Acting Chief Justice of Gujarat High Court
- In office 31 August 2021 – 1 September 2021
- Appointed by: Ram Nath Kovind

Judge of Gujarat High Court
- In office 4 January 2021 – 30 August 2021
- Nominated by: Sharad Arvind Bobde
- Appointed by: Ram Nath Kovind

Judge of Madras High Court
- In office 23 November 2018 – 3 January 2021
- Nominated by: Ranjan Gogoi
- Appointed by: Ram Nath Kovind

Judge of Karnataka High Court
- In office 18 April 2016 – 22 November 2018
- Nominated by: T. S. Thakur
- Appointed by: Pranab Mukherjee

Judge of Rajasthan High Court
- In office 13 June 2005 – 17 April 2016
- Nominated by: Ramesh Chandra Lahoti
- Appointed by: A. P. J. Abdul Kalam

Personal details
- Born: 2 September 1959 (age 66)
- Alma mater: University of Jodhpur

= Vineet Kothari =

Former Acting Chief Justice of Gujarat High Court

Justice Vineet Kothari (born 2 September 1959) is an Indian former judge who is now a designated Senior Advocate practising at the Supreme Court of India . He is former Acting Chief Justice of Gujarat High Court and former Judge of Madras High Court, Karnataka High Court and Rajasthan High Court.

==Career==
He was born in a Jain family of chartered accountants. He completed his B.Com.(Hons.) from Jodhpur University in 1978. After practising as a chartered accountant for 26 years, he served with distinction on the Income Tax Appellate Tribunal for 15 years from 1989 to 2004. He was not the member of income tax appellate tribunal rather his elder brother Mr. B M kothari was member of income tax appellate tribunal.
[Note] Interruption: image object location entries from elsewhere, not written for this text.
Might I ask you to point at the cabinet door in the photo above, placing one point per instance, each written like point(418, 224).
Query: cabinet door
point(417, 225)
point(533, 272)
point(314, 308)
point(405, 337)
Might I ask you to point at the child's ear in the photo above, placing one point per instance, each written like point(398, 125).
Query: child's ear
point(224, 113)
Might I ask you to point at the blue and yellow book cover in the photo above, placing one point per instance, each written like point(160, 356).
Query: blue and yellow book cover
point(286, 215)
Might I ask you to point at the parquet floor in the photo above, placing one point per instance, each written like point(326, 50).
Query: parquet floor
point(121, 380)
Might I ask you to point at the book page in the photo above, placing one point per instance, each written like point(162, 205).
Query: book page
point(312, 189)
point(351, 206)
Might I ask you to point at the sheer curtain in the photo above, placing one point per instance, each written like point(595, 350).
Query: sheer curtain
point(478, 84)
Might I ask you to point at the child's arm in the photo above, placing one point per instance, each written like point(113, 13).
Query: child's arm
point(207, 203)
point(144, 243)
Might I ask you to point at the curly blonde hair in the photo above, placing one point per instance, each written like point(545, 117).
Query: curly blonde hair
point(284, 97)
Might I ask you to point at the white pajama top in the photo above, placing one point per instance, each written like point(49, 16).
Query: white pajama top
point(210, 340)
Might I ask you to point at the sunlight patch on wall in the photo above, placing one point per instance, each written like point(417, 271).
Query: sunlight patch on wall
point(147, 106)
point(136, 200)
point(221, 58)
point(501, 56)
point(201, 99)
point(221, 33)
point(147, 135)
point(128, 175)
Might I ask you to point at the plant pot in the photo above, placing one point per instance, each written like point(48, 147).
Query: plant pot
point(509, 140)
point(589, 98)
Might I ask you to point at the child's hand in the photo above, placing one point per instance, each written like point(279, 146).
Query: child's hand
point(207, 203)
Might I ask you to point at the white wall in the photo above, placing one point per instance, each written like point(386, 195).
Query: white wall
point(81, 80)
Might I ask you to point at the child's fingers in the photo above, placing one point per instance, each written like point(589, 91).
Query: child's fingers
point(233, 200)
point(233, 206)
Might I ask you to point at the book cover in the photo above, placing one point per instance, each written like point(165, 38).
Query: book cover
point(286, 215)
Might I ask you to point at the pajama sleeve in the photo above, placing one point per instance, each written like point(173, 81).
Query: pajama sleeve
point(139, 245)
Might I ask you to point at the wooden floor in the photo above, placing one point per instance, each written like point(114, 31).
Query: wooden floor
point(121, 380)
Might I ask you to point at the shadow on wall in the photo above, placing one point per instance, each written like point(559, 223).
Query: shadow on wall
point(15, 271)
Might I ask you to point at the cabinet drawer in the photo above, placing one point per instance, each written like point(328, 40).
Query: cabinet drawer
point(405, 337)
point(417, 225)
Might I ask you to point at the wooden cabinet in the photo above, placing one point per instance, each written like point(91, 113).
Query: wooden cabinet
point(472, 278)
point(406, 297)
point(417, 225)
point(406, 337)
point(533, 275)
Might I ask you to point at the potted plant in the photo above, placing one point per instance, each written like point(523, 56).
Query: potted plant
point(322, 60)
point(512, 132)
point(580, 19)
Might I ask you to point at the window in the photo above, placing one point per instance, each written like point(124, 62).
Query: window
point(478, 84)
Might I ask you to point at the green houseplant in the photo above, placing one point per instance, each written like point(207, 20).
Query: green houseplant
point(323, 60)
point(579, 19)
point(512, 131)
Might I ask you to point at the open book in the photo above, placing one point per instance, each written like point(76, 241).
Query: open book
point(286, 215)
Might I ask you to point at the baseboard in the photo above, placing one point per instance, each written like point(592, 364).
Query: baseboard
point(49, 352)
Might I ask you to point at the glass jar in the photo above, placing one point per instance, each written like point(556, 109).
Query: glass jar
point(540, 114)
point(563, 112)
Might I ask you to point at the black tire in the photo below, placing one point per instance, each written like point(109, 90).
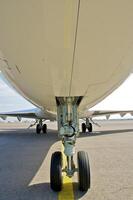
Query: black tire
point(83, 127)
point(56, 171)
point(83, 171)
point(44, 128)
point(38, 129)
point(90, 127)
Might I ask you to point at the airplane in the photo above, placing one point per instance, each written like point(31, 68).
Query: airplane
point(64, 57)
point(41, 116)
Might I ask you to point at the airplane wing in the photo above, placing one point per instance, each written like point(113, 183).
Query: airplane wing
point(107, 113)
point(20, 114)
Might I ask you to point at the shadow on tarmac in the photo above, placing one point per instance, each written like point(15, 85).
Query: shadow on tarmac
point(107, 132)
point(22, 154)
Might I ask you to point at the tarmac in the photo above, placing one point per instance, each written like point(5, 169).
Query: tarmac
point(25, 162)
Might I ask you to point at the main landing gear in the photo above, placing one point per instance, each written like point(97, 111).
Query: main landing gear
point(68, 132)
point(41, 127)
point(86, 125)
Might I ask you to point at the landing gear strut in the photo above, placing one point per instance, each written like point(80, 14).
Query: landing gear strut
point(87, 125)
point(68, 131)
point(41, 127)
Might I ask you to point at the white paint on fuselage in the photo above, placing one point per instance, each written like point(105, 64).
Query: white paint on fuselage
point(37, 41)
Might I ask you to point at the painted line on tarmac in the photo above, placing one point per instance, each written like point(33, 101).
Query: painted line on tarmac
point(67, 190)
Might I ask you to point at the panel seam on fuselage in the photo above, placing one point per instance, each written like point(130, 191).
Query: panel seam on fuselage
point(74, 50)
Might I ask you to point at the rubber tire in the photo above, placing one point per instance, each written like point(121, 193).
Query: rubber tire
point(90, 127)
point(83, 127)
point(38, 129)
point(56, 171)
point(44, 128)
point(83, 171)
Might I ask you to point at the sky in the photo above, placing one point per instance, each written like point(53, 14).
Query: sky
point(120, 99)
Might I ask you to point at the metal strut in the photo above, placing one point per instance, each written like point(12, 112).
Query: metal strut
point(68, 125)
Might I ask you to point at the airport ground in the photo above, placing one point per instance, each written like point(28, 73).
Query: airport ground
point(25, 162)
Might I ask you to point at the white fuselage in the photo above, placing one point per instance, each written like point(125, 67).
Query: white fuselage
point(66, 48)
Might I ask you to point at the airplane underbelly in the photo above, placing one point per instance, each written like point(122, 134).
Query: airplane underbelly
point(66, 48)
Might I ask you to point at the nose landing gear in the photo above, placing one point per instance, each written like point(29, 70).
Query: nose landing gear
point(68, 132)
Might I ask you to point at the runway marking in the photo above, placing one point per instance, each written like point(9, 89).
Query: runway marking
point(67, 191)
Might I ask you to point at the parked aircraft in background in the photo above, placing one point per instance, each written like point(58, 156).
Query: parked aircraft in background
point(64, 57)
point(41, 116)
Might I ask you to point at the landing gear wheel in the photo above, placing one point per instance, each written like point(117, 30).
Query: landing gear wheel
point(56, 171)
point(38, 129)
point(90, 127)
point(83, 127)
point(44, 128)
point(84, 171)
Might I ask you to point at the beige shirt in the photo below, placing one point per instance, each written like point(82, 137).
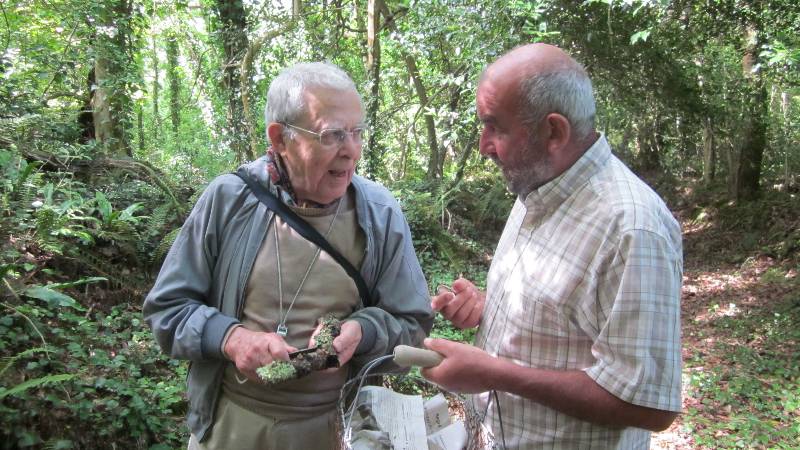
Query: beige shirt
point(587, 276)
point(327, 289)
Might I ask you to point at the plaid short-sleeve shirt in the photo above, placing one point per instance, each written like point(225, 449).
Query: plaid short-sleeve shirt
point(587, 276)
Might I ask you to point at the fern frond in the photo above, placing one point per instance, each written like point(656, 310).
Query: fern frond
point(8, 361)
point(165, 244)
point(24, 386)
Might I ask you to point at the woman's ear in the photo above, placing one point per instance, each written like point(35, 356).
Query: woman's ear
point(276, 137)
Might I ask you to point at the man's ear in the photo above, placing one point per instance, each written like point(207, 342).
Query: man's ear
point(276, 137)
point(560, 132)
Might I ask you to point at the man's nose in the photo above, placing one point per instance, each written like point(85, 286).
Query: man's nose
point(485, 146)
point(351, 146)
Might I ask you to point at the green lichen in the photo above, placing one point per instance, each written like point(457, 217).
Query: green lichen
point(301, 364)
point(276, 372)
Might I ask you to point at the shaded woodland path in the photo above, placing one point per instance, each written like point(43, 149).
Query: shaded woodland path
point(740, 310)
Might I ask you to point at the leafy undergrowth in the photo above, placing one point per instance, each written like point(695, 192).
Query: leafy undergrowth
point(741, 328)
point(80, 379)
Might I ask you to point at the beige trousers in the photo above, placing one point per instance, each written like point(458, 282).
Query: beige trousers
point(236, 428)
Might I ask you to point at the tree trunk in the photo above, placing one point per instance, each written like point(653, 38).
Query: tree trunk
point(111, 97)
point(174, 84)
point(786, 100)
point(430, 124)
point(709, 153)
point(648, 159)
point(140, 127)
point(754, 138)
point(373, 153)
point(233, 20)
point(422, 95)
point(156, 93)
point(246, 80)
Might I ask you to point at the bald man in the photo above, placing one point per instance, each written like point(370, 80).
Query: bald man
point(579, 328)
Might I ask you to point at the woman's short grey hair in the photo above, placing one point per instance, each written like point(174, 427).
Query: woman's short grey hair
point(566, 91)
point(285, 100)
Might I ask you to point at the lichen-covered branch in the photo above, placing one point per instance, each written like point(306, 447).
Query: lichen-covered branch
point(302, 363)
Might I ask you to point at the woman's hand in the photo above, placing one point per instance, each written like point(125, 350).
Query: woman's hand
point(250, 350)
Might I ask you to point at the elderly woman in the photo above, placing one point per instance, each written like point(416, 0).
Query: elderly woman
point(240, 288)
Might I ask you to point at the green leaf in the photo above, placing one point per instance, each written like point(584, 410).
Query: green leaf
point(24, 386)
point(71, 284)
point(53, 298)
point(103, 205)
point(640, 36)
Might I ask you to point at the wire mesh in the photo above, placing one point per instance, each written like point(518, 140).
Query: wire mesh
point(460, 407)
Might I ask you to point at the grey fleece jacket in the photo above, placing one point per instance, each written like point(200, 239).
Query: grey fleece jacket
point(199, 293)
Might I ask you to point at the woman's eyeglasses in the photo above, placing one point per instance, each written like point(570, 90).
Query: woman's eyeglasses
point(330, 137)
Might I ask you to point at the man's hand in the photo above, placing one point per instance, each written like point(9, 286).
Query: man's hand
point(463, 306)
point(250, 350)
point(346, 343)
point(464, 369)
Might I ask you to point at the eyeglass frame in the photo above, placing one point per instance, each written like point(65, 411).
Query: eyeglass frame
point(339, 142)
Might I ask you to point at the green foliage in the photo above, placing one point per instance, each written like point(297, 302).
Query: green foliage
point(752, 399)
point(101, 369)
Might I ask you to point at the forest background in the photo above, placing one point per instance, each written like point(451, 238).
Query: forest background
point(114, 114)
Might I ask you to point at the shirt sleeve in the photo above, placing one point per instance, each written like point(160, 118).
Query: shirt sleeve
point(638, 349)
point(176, 308)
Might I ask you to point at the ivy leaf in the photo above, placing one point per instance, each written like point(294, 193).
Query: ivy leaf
point(640, 36)
point(53, 298)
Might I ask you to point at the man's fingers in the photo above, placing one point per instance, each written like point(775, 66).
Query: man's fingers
point(462, 299)
point(440, 301)
point(474, 317)
point(278, 350)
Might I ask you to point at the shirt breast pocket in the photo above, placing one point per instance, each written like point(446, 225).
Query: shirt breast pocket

He was elevated as Judge of Rajasthan High Court on 13 June 2005. Transferred as Judge of Karnataka High Court on 18 April 2016. Transferred as Judge of Madras High Court on 23 November 2018. Transferred as Judge of Gujarat High Court on 4 January 2021. Appointed as Acting Chief Justice of Gujarat High Court on 31 August 2021 consequent upon the appointment of Justice Vikram Nath as a Judge of Supreme Court of India. He was retired on 1 September 2021.